C L O S L E R
Moving Us Closer To Osler
A Miller Coulson Academy of Clinical Excellence Initiative

Universal Trauma-informed Care

United States Poet Laureate Joy Harjo. Public domain.

Takeaway

Understanding perpetrators of violence as potential trauma survivors can inspire empathy in clinicians and contribute to a universal, trauma-informed approach to patient care.

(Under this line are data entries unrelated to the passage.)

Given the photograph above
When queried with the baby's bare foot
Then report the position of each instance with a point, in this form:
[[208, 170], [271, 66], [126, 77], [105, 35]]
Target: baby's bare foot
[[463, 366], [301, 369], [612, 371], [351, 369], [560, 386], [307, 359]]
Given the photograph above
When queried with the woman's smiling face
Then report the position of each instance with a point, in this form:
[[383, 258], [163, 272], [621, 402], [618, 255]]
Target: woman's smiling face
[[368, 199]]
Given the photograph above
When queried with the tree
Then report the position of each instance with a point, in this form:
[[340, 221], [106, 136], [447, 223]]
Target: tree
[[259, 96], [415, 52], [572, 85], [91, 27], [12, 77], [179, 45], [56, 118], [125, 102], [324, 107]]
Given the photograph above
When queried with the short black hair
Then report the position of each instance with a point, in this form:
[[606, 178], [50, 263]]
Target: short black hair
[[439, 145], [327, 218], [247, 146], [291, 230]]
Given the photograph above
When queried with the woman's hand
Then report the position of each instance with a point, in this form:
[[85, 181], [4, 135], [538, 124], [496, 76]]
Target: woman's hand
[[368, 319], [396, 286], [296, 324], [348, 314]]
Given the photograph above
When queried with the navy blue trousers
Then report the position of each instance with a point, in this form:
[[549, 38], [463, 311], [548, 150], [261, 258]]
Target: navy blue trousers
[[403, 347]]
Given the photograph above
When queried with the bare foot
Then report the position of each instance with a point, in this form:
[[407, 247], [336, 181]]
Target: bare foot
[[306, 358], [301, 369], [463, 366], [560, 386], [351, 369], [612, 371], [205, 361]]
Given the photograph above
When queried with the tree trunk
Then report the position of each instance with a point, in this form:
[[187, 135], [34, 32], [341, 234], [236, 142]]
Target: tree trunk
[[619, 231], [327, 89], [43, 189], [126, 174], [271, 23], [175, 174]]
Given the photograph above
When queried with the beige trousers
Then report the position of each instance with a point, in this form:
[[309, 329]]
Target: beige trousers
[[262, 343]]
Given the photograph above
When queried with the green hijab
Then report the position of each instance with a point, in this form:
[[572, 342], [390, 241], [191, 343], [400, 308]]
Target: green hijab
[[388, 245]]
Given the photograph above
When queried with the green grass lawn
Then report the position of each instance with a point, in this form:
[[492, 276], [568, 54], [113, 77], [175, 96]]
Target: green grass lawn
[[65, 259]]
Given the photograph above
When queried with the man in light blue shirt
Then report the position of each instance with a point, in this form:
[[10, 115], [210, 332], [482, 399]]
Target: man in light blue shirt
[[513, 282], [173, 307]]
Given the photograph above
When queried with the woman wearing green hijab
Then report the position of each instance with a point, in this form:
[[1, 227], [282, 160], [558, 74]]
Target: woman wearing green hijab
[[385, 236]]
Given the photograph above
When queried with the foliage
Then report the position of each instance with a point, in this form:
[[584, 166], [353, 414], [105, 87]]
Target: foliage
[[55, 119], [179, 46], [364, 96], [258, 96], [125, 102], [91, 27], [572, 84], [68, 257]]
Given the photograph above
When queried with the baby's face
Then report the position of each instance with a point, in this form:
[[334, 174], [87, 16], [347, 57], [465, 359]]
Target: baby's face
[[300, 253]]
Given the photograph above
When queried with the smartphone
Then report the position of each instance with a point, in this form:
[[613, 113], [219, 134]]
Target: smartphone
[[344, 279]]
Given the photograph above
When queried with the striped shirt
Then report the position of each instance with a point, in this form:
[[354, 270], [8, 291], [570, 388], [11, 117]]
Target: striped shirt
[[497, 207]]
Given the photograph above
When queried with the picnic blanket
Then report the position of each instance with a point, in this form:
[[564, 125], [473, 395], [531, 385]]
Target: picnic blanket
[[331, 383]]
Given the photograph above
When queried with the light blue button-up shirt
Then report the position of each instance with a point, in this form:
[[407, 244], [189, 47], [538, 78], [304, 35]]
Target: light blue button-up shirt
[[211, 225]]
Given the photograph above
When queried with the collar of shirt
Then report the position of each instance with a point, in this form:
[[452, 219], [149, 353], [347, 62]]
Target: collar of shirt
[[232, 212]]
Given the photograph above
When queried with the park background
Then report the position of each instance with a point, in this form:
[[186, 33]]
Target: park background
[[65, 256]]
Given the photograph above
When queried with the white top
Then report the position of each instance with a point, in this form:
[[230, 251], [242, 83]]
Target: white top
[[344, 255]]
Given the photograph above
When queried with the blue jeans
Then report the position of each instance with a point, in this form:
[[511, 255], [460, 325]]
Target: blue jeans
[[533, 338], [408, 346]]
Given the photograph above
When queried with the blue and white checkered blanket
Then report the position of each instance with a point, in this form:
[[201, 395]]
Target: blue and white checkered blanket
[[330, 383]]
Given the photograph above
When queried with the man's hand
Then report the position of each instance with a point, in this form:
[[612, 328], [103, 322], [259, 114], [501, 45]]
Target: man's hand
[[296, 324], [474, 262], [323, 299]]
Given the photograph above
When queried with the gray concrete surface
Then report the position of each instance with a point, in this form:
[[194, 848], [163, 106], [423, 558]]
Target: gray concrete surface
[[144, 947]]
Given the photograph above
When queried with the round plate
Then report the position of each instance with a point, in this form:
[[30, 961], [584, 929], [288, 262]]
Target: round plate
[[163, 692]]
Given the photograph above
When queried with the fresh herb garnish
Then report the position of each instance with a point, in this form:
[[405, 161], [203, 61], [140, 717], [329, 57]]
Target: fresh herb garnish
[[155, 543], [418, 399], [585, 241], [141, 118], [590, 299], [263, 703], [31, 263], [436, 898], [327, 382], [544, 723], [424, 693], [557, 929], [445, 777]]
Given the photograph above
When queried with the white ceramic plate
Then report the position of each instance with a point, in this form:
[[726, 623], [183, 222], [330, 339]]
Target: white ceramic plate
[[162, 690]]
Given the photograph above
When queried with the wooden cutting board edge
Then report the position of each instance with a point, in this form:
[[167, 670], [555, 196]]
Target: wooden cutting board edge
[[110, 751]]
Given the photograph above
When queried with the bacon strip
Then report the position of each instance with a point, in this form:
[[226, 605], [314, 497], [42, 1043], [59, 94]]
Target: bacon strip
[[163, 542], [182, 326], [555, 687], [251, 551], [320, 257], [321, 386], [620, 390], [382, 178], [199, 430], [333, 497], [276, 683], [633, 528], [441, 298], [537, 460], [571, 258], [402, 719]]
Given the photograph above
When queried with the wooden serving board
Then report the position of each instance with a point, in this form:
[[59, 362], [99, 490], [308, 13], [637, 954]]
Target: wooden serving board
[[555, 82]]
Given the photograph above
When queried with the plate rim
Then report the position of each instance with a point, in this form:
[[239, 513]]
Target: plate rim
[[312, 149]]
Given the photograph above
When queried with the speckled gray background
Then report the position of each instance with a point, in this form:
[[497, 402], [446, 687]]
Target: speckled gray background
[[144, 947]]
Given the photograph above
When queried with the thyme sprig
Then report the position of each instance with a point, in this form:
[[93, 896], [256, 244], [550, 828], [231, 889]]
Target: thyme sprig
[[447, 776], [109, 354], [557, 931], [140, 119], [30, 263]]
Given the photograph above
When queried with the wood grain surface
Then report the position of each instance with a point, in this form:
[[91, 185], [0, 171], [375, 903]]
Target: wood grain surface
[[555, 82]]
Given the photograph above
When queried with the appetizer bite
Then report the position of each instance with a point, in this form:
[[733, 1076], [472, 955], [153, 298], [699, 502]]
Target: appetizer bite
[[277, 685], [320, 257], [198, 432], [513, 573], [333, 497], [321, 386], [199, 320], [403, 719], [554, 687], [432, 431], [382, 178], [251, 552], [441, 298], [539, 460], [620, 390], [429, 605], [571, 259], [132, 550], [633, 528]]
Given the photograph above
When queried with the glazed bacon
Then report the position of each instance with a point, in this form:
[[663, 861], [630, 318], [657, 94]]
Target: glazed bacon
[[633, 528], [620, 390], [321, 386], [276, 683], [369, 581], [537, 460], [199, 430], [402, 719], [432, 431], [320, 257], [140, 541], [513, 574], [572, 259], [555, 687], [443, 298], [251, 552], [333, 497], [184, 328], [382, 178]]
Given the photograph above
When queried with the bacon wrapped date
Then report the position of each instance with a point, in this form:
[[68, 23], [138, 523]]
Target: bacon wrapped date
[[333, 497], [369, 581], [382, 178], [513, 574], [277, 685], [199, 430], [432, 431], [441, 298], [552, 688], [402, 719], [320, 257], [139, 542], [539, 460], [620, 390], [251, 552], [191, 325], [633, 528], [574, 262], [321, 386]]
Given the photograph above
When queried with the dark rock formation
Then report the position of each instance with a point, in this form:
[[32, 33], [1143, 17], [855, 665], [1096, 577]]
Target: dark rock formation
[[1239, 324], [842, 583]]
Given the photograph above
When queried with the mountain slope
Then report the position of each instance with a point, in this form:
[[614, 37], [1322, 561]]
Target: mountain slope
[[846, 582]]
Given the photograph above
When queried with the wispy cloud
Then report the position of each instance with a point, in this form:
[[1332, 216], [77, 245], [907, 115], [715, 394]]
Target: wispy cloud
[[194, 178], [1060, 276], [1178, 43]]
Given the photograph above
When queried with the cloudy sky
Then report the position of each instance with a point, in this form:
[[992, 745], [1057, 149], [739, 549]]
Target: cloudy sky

When I learned about intimate partner violence (IPV) in medical school, I felt confident that I could one day provide quality, empathic care to patients suffering from abuse. What concerned me was imagining interactions with perpetrators of violence—the patients who actually abused their partners. Would I make it through a visit without passing judgment or behaving differently towards them? Might I be at risk of them using violence against me? Couldn’t I just get out of it and have someone else see the patient?

 

 

I joined the VA healthcare system after residency, and my practice evolved towards patients facing trauma and its aftereffects. I took care of hundreds of Veterans with a history of adverse childhood experiences (ACEs), combat exposure, military sexual trauma (MST), and homelessness. I learned things that changed my perspective on people facing stigmatized illness—for example, almost one third of Veterans seeking treatment for substance use disorder have PTSD. I also learned that many people who use violence against others have their own disturbing stories of abuse and loss.

 

 

A feeling of dread

One day in clinic a medical assistant informed me that my next patient had just gotten out of jail for domestic violence. I took a deep breath, noticing a lingering, deep-seated feeling of dread. I opened the exam room door to find a middle-aged man with deep wrinkles lining his face and a voice that confirmed decades of tobacco use. He had been incarcerated five times in his life, mostly for drugs, now for domestic assault.

 

 

My patient’s history of trauma

During the social history, I asked my standard screen for trauma, “Many of us have experienced something difficult in childhood, in the military, or later as an adult that has had lasting impacts on our physical or mental well-being. Do you think that’s relevant for you?”

 

“My father was a piece of shit,” he said.

 

He told me about a time when he was seven years old, working with his father in the garage. His father asked him to get a Phillips screwdriver, but he returned with a flat-head. His father retaliated with a forceful blow to his son’s head.

 

Watching my patient as he spoke, I imagined a seven-year-old boy, scared and faultless. I thanked him for sharing his story, and considered how perhaps the hard road he had traveled as a child had shaped who he became as an adult. While personal trauma did not excuse his wrongdoings, it certainly informed them. I adjusted his blood pressure medication, counseled him on tobacco cessation, and walked him down the hall to meet our behavioral health psychologist, a partnership we are fortunate to have in the VA. I shook his hand and wished him well, hoping to see him again in follow-up.

 

 

A universal trauma-informed approach to patient care

I recently heard an interview with Joy Harjo, the first Native American Poet Laureate of the United States. She described growing up with a father who abused her, her mother, and her siblings. In her book, Crazy Brave: A Memoir, she writes, “My father would get angry. He would get angry because his mother died of tuberculosis when he was a baby, because his father beat him, because he was treated like an Indian man in lands that were stolen away along with everything else.” Her poignant narration highlights how trauma is often woven into the fabric of an individual’s life through social and historical factors beyond their control.

 

 

Stories like these illustrate a sobering theme—that trauma is pervasive, and that witnessing and/or directly experiencing violence in childhood has lasting effects on the adult brain, body, and behavior. Encountering a “difficult” or “abusive” patient should prompt inquiry about the patient’s own trauma history.

 

 

What I know is this: recovering from trauma can be as complex as the origin of trauma itself. Thinking of perpetrators of violence as potential trauma survivors can inspire empathy in clinicians and contribute to a universal, trauma-informed approach to patient care.